Pas de rempart solide contre les pesticides
Une nouvelle étude pluridisciplinaire, basée sur une revue de la littérature scientifique, bat en brèche l’idée que les équipements de protection individuelle rendent l’utilisation de pesticides sans danger pour les agriculteurs.
L’enjeu est de taille. Les équipements de protection individuelle (EPI) sont en effet un élément déterminant, qui conditionne les autorisations de mise sur le marché des produits phytosanitaires. Ils doivent garantir que les utilisateurs de pesticides ne seront pas exposés à un niveau de toxicité supérieur à la réglementation. Or ces équipements sont loin d’être infaillibles, comme le démontre un collectif pluridisciplinaire d’une quinzaine de chercheurs. Ils ont réalisé une revue de la littérature scientifique complète sur leur efficacité supposée en milieu agricole, abordant les aspects techniques autant que réglementaires. Les points forts de cette étude, disponible sur le site Internet ScienceDirect depuis novembre dernier, ont notamment été révélés lors de la conférence sur l’avenir de la santé et la sécurité en Europe, organisée par l’Institut syndical européen (Etui) le 4 décembre.
Risque cardiaque accru
Premier constat ? En conditions réelles de labeur dans les champs, beaucoup d’EPI ne sont pas utilisés. « Quand les personnes sont payées à l’heure ou au produit récolté, qu’il faut faire vite ou réaliser des tâches pointues, le port de gants empêchant le contact avec les pesticides rend le travail très difficile », commente Nathalie Jas, une des auteurs, chargée de recherche à l’Institut national de la recherche agronomique (Inra). En outre, le fait de les porter peut créer d’autres risques. Par exemple, un équipement imperméable aux produits liquides peut laisser passer les molécules toxiques contenues à l’intérieur, s’il y a perméation, c'est-à-dire si toute pénétration, y compris de nanoparticules, n’est pas empêchée. « De plus, un EPI peut donner chaud. Dans ce cas, les pores de la peau se dilate et les produits s’imprègnent d’autant plus », souligne la chercheuse. Sans compter que la chaleur et l’humidité provoquées par la protection augmentent le risque cardiaque.
Un défaut d’évaluation
Le manque d’efficacité des EPI tient également au mode d’évaluation des risques. Dans le cadre de l’autorisation de mise sur le marché d’un pesticide, une analyse du principe actif est réalisée. Mais elle ne porte pas sur le produit qui va être commercialisé. Et celui-ci contient d’autres substances que la molécule, qui n’est pas exploitée pure. « Des pénétrants sont ajoutés pour rendre les produits plus performants. Ces adjuvants, considérés comme inertes, provoquent des mélanges ayant d’autres effets toxiques, non connus », déplore l’experte de l’Inra.
Autre problème : le coût des protections individuelles ne favorise pas leur diffusion. La question de leur financement est donc posée. « Nous ne disons évidemment pas que ces équipements ne doivent pas être utilisés, mais nous soulignons leurs limites, indique Nathalie Jas. Compte tenu de ce fait, on ne peut faire des équipements de protection individuelle la colonne vertébrale des autorisations de mise sur le marché. Rien dans la littérature scientifique ne justifie de leur donner un tel poids dans la procédure. »
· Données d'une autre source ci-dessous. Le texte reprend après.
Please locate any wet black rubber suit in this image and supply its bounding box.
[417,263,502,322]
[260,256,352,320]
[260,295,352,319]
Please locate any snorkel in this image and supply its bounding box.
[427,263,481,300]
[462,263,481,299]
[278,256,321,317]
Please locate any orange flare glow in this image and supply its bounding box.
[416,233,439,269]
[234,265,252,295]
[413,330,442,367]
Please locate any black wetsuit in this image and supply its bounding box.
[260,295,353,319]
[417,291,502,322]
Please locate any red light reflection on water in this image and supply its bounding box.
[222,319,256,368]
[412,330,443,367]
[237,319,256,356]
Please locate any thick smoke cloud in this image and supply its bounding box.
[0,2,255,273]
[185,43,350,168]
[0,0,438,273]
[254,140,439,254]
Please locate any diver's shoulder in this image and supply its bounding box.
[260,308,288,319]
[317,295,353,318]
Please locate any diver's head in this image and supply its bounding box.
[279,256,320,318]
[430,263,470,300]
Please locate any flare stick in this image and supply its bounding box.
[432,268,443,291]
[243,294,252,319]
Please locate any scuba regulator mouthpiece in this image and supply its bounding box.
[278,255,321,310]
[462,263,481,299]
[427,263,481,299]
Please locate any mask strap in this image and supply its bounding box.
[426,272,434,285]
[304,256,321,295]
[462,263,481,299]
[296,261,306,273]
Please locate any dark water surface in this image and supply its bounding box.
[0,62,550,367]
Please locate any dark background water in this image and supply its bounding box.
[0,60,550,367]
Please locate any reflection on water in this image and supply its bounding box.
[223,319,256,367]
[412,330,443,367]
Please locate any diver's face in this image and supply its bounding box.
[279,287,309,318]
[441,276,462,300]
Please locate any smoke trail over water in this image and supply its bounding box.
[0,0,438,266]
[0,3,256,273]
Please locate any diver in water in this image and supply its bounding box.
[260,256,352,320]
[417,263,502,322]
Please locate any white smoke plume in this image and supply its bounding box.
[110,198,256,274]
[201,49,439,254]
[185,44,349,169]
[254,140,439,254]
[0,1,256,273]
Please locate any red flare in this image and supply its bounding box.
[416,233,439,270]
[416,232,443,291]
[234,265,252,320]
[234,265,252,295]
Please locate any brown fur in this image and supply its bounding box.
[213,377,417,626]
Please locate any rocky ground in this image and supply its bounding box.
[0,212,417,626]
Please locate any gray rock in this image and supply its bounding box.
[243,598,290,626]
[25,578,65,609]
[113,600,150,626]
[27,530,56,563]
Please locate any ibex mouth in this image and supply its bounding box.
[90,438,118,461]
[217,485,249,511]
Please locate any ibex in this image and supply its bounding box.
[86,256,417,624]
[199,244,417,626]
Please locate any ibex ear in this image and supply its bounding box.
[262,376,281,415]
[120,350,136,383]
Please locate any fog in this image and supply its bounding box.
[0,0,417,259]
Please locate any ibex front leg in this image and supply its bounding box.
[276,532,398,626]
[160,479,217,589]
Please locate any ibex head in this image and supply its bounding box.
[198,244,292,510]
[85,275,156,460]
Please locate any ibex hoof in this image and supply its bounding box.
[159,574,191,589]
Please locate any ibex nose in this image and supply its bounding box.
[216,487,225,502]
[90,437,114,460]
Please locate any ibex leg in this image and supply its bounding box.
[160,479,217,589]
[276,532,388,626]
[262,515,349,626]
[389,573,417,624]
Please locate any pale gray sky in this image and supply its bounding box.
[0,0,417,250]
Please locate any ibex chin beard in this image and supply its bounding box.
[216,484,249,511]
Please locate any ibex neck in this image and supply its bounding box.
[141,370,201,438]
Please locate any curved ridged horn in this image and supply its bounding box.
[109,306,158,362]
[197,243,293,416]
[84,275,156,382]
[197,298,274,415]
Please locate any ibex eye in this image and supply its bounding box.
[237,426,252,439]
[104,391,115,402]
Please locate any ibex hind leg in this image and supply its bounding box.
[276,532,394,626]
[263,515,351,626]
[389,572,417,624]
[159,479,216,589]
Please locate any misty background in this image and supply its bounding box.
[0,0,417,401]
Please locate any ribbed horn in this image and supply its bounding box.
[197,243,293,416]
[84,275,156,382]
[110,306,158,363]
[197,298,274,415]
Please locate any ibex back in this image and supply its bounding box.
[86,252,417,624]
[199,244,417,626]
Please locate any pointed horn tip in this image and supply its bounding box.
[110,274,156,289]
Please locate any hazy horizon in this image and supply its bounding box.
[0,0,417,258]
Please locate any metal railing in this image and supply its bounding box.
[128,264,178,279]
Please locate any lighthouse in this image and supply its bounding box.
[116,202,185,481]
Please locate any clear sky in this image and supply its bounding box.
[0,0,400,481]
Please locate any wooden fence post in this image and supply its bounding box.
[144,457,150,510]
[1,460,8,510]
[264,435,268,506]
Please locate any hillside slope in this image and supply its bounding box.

Exclus des études épidémiologiques
Enfin, selon une étude de Catherine Laurent, directrice de recherche à l’Inra, la moitié des personnes qui travaillent dans l’agriculture n’ont pas le statut de permanent. Cela les exclut des études épidémiologiques menées par la Mutualité sociale agricole (MSA) sur les risques des produits phytosanitaires. Ainsi, les saisonniers, ou encore les enfants d’agriculteurs qui travaillent à temps partiel dans l’exploitation familiale mais sont affiliés au régime général, passent à travers les mailles du filet. De même que les travailleurs migrants ou payés au noir. Tous se retrouvent dans l’angle mort de la prévention et de la réparation des maladies professionnelles.